CHP lideri Kemal Kılıçdaroğlu’nun partisine üçüncü “benimle misiniz, değil misiniz?” çıkışı diğer ikisinden daha sert oldu. Daha önce CHP’de de gideni tutmayacağım demiş, “Beşli çete” ile irtibat içinde olanları istemediğini söylemişti. Ama bu defa istemeden zarar verenlerin yanı sıra bilerek zarar verenler ve olan bitene sessiz kalanları da topa tuttu.
Kılıçdaroğlu’nun bu sert çıkışı bir kaç tür yoruma neden oldu.
Üç farklı yorum
Birincisi, Cumhurbaşkanı Tayyip Erdoğan ve AK Parti hükümeti içerideki ekonomik başarısızlığını ancak dış politikadaki çıkışlarıyla geri plana atma çabasındayken muhalefetin iç sorunlarını dışa vurmasının sırası olup olmadığıydı. CHP’de sorun varsa neden Kılıçdaroğlu sorun kaynağı üyelerini çağırıp konuşmuyor, bunu kamuoyuyla paylaşıp muhalefet cephesini zayıflatıyordu?
İkincisi, istemeden, isteyerek zarar verenler ve sessizce izleyerek Genel Başkanda güvensizliğe yol açanlar kimlerdi? Kılıçdaroğlu neden belirsizliğe belirsizlik katıyordu?
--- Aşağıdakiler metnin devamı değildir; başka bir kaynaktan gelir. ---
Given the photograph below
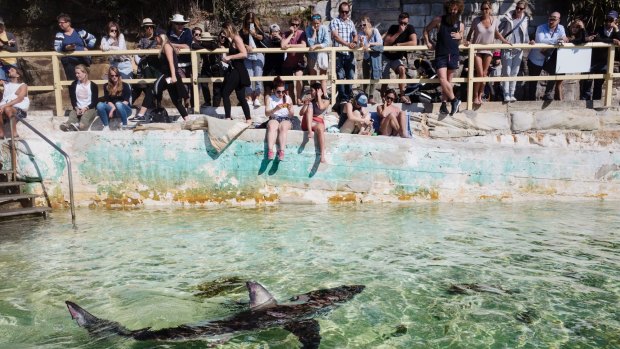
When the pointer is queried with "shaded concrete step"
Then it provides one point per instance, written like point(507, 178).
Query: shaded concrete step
point(11, 184)
point(15, 197)
point(25, 211)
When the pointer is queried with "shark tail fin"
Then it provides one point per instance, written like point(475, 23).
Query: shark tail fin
point(308, 332)
point(260, 298)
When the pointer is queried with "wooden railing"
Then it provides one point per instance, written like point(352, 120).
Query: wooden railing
point(59, 84)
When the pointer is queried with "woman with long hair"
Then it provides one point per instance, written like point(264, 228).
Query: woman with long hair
point(484, 30)
point(318, 37)
point(371, 64)
point(236, 77)
point(116, 98)
point(83, 94)
point(279, 110)
point(252, 34)
point(115, 40)
point(170, 79)
point(312, 114)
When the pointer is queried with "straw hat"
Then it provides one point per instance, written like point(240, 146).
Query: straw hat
point(178, 18)
point(147, 22)
point(206, 36)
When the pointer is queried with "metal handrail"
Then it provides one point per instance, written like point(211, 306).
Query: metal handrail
point(70, 172)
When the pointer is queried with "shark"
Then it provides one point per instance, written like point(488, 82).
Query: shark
point(296, 316)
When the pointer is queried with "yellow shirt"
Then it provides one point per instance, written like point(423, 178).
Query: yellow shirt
point(11, 61)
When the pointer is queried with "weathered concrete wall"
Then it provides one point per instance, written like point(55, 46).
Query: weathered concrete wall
point(181, 167)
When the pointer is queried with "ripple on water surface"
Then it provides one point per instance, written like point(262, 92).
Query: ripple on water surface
point(437, 275)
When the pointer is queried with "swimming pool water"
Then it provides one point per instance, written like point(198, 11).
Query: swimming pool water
point(552, 269)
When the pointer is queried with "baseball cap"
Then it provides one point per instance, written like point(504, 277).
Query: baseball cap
point(361, 100)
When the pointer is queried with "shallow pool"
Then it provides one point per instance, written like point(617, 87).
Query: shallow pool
point(533, 275)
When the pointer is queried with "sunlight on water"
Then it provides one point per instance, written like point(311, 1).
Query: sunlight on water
point(491, 275)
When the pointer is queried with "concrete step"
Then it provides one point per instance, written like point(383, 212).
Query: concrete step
point(25, 211)
point(14, 197)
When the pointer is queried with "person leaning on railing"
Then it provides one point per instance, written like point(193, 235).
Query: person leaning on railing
point(513, 27)
point(609, 34)
point(8, 43)
point(70, 40)
point(549, 33)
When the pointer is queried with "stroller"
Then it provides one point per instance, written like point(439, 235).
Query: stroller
point(423, 92)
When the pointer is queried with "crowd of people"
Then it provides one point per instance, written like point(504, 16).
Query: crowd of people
point(241, 62)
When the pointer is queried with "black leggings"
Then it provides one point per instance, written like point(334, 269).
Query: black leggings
point(232, 82)
point(176, 91)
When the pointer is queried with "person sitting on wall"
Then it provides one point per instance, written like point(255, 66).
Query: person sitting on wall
point(83, 94)
point(312, 114)
point(15, 101)
point(607, 33)
point(8, 43)
point(401, 34)
point(70, 40)
point(279, 110)
point(356, 117)
point(393, 120)
point(116, 99)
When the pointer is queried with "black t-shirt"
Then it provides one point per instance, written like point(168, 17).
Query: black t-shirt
point(403, 37)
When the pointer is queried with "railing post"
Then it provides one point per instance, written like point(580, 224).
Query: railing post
point(609, 80)
point(195, 69)
point(332, 75)
point(57, 85)
point(470, 76)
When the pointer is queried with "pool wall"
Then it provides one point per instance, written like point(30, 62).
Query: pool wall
point(181, 167)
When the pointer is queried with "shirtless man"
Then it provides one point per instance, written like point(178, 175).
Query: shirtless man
point(393, 119)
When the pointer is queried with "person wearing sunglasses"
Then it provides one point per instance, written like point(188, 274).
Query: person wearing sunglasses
point(607, 33)
point(449, 35)
point(115, 40)
point(116, 98)
point(393, 119)
point(294, 63)
point(69, 40)
point(344, 34)
point(484, 30)
point(513, 26)
point(551, 33)
point(401, 34)
point(279, 110)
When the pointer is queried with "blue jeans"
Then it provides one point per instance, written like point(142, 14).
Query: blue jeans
point(123, 110)
point(345, 69)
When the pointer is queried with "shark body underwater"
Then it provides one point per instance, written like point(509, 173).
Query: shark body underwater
point(265, 312)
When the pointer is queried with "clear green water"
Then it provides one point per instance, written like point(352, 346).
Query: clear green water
point(142, 268)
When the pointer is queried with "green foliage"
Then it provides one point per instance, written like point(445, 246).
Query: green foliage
point(592, 12)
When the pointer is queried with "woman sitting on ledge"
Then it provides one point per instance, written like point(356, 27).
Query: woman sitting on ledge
point(116, 97)
point(393, 119)
point(279, 109)
point(312, 115)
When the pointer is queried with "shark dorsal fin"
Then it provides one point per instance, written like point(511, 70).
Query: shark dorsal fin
point(260, 298)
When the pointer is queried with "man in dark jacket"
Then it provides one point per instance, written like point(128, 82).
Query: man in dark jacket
point(607, 33)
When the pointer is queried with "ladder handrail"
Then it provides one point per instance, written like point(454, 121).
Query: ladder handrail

Üçüncüsü, ilk #yanındayız mesajı atanlar arasında İstanbul Büyükşehir Belediye Başkanı Ekrem İmamoğlu ve Ankara Büyükşehir Belediye Başkanı Mansur Yavaş olduğuna göre, bu artık Kılıçdaroğlu’nun adaylığını ilanı anlamına mı geliyordu?
Kızım sana söylüyorum…
Kılıçdaroğlu’nu 23 Eylül’de İzmir, Seferihisar’da parti yöneticileri, milletvekilleri ve belediye başkanlarıyla toplantısında bu ezber bozucu çıkışı, pekala basına kapalı toplantıda da yapabilirdi?
Kılıçdaroğlu daha önce kapalı toplantı mı yapmamıştı, ya da kapalı toplantı yapmayı akıl mı edememişti? Doğrusu bu çıkışı özellikle kamuoyuna açık şekilde yaparak mesajın CHP’de olduğu kadar Altılı Masanın diğer üyelerine de vermek istemişti. Çünkü Altılı Masa partileri birbirleriyle bu kadar gerilim içindeyken aday ilan etmenin de anlamı ortadan kalkıyordu.
Mesaj aslında “Bakın, ben CHP’de olağanüstü hal ilan ediyorum. Siz de partilerinize hakim olmak için gerekli adımı atın. Her kafadan bir ses çıkar ve birbirimize laf yetiştirirsek iktidar kazanır” anlamına geliyordu. Atasözünde olduğu gibi, Kızım sana söylüyorum, gelinim sen anla…
Kılıçdaroğlu sadece CHP’de değil, Altılı Masanın tamamındaki soruna neşter attı. Riskli bir adımdı. Ne sonuç getireceğini söylemek için de henüz erken. Ama bu neşteri atmak gereğine inandığı görülüyor Kılıçdaroğlu’nun.
CHP’de vekaletname sırası
Anketlerde daha önde görüşmelerine rağmen İmamoğlu ve Yavaş’ın Kılıçdaroğlu’na ilk destek açıklayanlar arasında yer alma beyanlarına gelince… Bunlar feragatname değil, vekaletnamedir. Zaten Kılıçdaroğlu’nun istediği feragatname değil vekaletnamedir.
“Ben ortaklarıma, özellikle de İYİ Parti lideri Meral Akşener’e hangi ismi önerirsem onun arkasında topluca durulmasını istiyorum” demeye getirmekte ve onun vekaletnamesini istemektedir.
Bu isim hala kendisi de, Yavaş da, İmamoğlu da olabilir. CHP’de yaygın tepki ikinci bir Ekmeleddin İhsanoğlu vakası ihtimalidir.
Ancak Kılıçdaroğlu’nun bu parti-içi olağanüstü hal ilanını başta Akşener olmak üzere diğer Altılı Masa üyelerinden de beklediği anlaşılıyor.
Bir sonraki toplantı 2 Ekim’de, bir hafta vakit var daha. Bakalım o zamana dek neler değişecek?